Vigil
Microservices Status Page. Monitors a distributed infrastructure and sends alerts to Slack.
Vigil is an open-source Status Page you can host on your infrastructure, used to monitor all your servers and apps, and visible to your users (on a domain of your choice, eg. status.example.com
).
It is useful in microservices contexts to monitor both apps and backends. If a node goes down in your infrastructure, you receive a status change notification in a Slack channel.
👉 See a live demo of Vigil on Crisp Status Page.
Who uses it?
👋 You use Vigil and you want to be listed there? Contact me.
Features
- Monitors automatically your infrastructure services
- Notifies you when a service gets down or gets back up (via a configured channel, eg. Slack or Email)
- Generates a status page, that you can host on your domain for your public users (eg.
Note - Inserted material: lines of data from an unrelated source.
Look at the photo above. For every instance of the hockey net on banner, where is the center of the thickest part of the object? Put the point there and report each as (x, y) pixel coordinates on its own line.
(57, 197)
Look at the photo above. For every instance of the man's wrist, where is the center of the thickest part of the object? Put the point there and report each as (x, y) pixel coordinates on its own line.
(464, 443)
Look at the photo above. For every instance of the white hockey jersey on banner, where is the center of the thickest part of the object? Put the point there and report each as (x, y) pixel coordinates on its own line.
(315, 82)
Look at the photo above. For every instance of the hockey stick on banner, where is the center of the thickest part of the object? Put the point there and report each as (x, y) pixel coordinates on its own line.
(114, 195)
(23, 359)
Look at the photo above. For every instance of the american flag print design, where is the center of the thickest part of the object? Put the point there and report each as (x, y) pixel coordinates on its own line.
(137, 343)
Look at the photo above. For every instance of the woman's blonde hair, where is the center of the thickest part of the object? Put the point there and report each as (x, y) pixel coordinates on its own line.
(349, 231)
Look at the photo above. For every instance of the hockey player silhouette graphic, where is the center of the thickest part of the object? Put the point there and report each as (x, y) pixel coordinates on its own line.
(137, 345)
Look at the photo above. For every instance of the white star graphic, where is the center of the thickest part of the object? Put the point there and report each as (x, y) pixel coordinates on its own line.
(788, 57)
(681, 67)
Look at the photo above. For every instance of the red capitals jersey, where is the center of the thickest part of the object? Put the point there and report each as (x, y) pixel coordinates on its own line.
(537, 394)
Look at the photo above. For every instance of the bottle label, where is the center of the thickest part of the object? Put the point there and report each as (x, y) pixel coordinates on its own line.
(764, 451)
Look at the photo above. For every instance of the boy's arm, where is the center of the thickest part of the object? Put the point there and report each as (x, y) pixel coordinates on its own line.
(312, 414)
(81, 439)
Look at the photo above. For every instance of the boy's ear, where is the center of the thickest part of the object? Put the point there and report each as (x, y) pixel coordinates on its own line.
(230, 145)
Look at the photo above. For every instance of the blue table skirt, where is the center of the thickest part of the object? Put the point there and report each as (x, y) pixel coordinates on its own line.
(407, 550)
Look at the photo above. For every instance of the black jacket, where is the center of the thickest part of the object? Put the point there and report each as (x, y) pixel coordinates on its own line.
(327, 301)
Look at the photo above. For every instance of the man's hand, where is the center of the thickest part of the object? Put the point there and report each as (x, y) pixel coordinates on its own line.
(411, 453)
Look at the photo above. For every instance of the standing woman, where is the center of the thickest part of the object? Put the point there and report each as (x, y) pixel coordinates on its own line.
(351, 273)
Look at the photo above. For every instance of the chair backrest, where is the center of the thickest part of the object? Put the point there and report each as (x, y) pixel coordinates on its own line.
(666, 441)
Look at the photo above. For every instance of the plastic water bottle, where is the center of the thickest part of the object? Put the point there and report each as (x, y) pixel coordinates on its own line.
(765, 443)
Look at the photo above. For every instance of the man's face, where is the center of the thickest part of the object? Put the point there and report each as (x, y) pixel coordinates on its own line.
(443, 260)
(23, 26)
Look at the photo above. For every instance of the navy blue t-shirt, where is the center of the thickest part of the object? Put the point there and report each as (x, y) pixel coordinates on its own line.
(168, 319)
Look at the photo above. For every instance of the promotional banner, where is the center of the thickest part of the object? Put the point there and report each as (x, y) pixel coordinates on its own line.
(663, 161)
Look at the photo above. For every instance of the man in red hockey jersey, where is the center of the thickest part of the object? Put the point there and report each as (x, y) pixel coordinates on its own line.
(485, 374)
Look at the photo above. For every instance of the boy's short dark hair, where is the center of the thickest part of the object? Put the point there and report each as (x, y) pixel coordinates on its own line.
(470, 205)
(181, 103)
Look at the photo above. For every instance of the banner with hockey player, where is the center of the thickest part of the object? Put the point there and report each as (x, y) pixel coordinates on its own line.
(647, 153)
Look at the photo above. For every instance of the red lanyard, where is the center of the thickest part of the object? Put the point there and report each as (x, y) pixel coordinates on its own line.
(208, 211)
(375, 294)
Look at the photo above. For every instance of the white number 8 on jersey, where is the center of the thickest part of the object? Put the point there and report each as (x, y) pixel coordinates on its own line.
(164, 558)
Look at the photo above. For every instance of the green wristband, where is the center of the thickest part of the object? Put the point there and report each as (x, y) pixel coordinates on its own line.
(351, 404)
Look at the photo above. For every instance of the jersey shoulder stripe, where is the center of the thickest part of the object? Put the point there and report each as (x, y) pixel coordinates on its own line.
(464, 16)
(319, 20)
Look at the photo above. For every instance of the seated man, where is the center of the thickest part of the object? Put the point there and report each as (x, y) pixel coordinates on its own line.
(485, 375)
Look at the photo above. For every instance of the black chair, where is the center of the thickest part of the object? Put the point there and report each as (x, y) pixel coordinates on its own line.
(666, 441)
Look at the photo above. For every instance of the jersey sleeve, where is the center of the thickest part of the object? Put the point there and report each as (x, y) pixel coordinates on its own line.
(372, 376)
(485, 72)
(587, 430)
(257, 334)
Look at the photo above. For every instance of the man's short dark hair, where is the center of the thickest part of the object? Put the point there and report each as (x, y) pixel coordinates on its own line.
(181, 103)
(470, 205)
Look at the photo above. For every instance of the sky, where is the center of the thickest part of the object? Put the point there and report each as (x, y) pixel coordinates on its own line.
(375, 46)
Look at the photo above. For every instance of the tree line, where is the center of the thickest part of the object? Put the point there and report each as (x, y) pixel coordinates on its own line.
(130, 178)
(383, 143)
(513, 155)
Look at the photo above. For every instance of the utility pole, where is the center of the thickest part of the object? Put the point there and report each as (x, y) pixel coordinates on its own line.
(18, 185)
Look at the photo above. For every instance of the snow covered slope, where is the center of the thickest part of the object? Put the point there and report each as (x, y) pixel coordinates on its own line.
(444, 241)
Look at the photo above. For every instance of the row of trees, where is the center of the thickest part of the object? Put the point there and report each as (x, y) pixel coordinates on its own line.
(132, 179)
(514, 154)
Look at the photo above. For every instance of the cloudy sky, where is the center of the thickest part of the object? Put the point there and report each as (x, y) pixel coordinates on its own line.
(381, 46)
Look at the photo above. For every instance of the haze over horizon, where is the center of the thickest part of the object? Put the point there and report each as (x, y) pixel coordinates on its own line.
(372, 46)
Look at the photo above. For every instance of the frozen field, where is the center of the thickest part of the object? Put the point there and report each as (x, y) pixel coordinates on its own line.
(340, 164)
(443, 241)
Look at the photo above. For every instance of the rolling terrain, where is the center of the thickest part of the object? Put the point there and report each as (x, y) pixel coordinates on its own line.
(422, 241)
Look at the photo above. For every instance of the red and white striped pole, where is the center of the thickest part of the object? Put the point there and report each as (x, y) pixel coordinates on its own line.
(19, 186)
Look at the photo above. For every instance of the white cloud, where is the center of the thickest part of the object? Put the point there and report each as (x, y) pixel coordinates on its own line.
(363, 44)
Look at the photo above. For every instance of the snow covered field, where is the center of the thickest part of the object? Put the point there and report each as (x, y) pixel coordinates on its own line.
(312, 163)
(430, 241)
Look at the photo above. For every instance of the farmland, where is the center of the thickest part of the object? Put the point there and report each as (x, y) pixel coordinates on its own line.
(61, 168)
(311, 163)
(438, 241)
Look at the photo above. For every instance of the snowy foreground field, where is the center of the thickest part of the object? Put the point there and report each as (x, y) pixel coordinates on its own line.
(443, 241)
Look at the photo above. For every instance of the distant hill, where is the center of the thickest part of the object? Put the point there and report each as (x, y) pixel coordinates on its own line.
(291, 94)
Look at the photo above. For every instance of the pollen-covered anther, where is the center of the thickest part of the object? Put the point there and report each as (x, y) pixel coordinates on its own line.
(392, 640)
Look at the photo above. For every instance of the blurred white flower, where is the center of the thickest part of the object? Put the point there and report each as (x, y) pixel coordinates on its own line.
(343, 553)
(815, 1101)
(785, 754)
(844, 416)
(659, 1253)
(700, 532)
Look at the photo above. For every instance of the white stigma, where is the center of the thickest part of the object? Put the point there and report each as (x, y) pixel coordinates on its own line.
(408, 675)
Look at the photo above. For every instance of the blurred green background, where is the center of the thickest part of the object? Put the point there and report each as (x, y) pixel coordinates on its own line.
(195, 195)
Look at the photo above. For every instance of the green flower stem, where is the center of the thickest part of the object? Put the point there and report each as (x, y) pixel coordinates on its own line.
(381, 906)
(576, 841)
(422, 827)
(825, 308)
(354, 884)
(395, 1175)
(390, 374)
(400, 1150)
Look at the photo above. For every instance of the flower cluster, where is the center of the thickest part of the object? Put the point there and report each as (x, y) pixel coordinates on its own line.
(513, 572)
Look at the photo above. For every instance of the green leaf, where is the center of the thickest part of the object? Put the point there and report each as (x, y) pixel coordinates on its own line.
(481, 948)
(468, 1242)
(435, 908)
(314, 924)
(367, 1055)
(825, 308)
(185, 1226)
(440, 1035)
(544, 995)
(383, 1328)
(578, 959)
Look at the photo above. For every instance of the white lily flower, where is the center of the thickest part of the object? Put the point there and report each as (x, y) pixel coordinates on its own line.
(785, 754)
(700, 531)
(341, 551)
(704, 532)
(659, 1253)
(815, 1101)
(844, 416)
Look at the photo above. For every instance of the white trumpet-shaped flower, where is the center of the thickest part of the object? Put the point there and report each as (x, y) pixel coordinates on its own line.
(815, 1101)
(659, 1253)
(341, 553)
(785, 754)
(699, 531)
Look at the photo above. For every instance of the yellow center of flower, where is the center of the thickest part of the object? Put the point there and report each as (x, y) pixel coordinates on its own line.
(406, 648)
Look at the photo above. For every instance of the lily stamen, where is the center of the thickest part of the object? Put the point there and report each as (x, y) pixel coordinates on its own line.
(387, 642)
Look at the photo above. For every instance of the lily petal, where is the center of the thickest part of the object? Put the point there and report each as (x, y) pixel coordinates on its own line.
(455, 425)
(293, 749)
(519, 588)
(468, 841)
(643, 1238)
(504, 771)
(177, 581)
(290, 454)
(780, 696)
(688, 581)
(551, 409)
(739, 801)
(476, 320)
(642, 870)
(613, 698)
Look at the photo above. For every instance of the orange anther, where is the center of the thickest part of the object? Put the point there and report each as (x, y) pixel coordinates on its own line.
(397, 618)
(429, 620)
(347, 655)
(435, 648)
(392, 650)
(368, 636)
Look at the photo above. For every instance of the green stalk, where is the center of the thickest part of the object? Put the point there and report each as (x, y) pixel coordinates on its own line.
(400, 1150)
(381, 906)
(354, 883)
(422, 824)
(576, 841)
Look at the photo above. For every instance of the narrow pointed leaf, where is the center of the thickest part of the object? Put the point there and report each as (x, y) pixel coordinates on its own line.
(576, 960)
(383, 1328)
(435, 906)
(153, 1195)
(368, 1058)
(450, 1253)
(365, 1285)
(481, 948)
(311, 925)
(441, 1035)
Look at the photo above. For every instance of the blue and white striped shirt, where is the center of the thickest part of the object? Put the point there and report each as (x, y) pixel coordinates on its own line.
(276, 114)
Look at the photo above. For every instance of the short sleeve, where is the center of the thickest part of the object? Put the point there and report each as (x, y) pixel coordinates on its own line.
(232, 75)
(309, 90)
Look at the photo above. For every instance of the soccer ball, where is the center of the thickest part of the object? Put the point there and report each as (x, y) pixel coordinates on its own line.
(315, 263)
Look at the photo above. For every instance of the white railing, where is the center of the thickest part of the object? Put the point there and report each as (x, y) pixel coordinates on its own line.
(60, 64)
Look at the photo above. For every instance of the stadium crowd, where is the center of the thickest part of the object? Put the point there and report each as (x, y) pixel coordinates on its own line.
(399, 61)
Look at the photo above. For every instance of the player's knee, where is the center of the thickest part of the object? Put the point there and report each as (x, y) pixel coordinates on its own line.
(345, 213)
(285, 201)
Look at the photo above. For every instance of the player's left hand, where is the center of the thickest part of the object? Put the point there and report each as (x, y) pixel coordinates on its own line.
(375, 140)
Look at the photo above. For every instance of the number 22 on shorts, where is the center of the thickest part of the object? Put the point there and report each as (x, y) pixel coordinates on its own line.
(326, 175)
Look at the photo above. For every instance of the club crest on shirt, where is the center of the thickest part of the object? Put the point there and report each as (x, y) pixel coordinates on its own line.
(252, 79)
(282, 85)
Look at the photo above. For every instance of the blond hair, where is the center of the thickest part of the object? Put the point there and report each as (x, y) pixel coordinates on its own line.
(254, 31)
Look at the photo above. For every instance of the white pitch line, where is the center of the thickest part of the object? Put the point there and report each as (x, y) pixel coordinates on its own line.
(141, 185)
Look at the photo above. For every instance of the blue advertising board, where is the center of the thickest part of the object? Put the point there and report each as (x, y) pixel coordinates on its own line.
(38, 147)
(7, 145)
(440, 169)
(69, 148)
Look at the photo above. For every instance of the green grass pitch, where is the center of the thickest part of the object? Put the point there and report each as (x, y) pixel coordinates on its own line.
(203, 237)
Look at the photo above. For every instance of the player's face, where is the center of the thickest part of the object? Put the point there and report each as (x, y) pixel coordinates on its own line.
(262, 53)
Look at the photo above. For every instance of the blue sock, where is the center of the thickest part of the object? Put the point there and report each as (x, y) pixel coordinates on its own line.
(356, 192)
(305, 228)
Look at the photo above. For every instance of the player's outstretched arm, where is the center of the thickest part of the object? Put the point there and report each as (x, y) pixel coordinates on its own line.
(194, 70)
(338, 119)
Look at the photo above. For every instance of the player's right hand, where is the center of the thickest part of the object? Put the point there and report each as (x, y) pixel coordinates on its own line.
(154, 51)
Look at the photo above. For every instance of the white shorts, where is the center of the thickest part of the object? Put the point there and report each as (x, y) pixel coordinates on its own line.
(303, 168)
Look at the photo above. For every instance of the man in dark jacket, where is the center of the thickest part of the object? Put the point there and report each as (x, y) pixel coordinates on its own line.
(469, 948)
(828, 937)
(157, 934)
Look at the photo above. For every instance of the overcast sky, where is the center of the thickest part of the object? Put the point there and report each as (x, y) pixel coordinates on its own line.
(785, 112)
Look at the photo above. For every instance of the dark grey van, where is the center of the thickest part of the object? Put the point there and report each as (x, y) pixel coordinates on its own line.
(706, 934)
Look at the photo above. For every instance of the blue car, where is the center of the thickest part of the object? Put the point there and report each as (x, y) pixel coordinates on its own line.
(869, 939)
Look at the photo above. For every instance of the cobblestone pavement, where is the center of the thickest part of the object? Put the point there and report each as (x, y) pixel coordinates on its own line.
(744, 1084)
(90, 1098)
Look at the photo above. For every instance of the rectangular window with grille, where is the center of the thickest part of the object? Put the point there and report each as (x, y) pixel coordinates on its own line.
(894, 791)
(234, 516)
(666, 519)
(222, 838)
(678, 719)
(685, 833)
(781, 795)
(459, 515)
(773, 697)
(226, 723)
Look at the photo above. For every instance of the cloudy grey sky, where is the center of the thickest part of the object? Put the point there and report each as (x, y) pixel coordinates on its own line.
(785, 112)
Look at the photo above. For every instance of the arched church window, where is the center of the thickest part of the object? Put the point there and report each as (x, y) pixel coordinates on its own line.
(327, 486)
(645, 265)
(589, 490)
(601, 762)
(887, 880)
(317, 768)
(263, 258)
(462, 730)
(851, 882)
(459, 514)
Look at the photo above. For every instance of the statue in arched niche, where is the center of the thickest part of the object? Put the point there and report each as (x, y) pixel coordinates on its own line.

https://status.example.com
)
How does it work?
Vigil monitors all your infrastructure services. You first need to configure target services to be monitored, and then Vigil does the rest for you.
There are two kinds of services Vigil can monitor:
- HTTP / TCP services: Vigil frequently probe a HTTP or TCP target and checks for reachability
- Application services: Install the Vigil Reporter library eg. on your NodeJS app and get reports when your app gets down, as well as when the host server system is overloaded
It is recommended to configure Vigil or Vigil Reporter to send frequent probe checks, as to ensure you are quickly notified when a service gets down (thus to reduce unexpected downtime on your services).
How to use it?
Installation
Install from releases:
The best way to install Vigil is to pull the latest release from the Vigil releases page.
Make sure to pick the correct server architecture (either Intel 32 bits, Intel 64 bits, or ARM).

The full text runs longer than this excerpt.